The question is, who and under what conditions, controls decision-making, and has climate-changing power? How do we bring about a transformation which empowers us all? Grassroots organising in cooperative, low-impact, sustainable ways, and practised daily by millions, is one way towards this.
Changing our sources of energy without changing our sources of economic and political power will not make a difference. Neither Coal nor nuclear are the "solution", only complete social change.
Law and Order
Everyone has the right to live in a safe and secure environment free from the fear of violence and criminality. The question is how do we successfully achieve this?
The law today and the institutions used to up hold it - the courts, the police, prisons, are all part of the state apparatus and as such anything that reinforces the power of the law reinforces the power of the state. Promising stronger more severe policing powers without tackling the root causes of criminality - the massive social inequality that exists in this society, turns governments into repressive regimes.
With such an unequal distribution of wealth within our society, especially when the majority of that wealth comes from exploiting the rest of us, laws are first and foremost designed to protect the property and livelihoods of the rich and powerful, while maintaining order amongst the 'unruly' working class.

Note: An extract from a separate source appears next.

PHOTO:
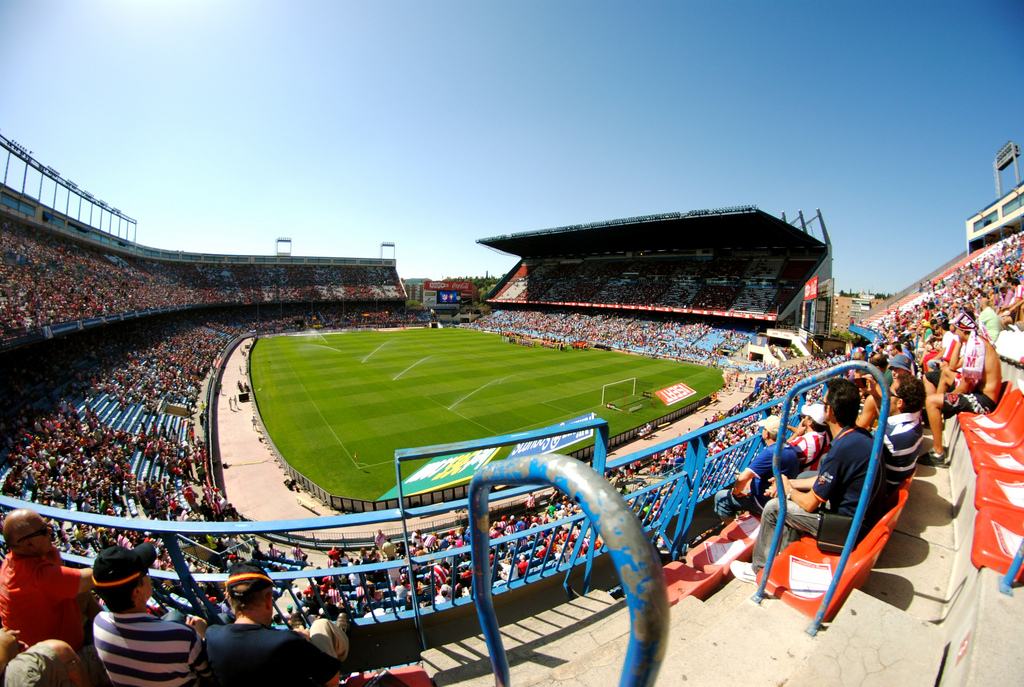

What is clear is that we have more CCTV cameras watching us (over 4.2million in the UK - more than any other in western Europe) more laws introduced against the ordinary citizen (New Labour has invented over 3,600 new criminal offences since 1997), and more opportunities for the police to snoop into our private lives with a national DNA database and the introduction of bio-metric ID cards that can track our every move.
There is genuine fear of crime in society, which is manipulated by media and used to divide communities so that we mistrust our neighbours and it is even harder to maintain strong community ties.
Immigration
Immigration is a controversial subject with strong opinions and feelings surrounding the issue.
The idea of 'no orders' where people are free to move across the globe without being criminalised or persecuted because of their identity maybe seen as utopian but the premise is essentially sound. Borders aren't natural, they are created, often violently through wars, as a means of controlling populations, imposing laws that bind ordinary people to a set of social conditions we have no real stake in or means of challenging - they simply reinforce the authority of the state. It is no co-incidence that the rise of the nation state and the rise of capitalism developed in parallel. In fact capital is free to move around the world, usually from poor to rich countries, unhindered by the same regulation. It is capitalism that causes scarcity and limits resources, not people.
What is beyond refute is immigration is used as a tool to divide us and keeping us fighting amongst ourselves.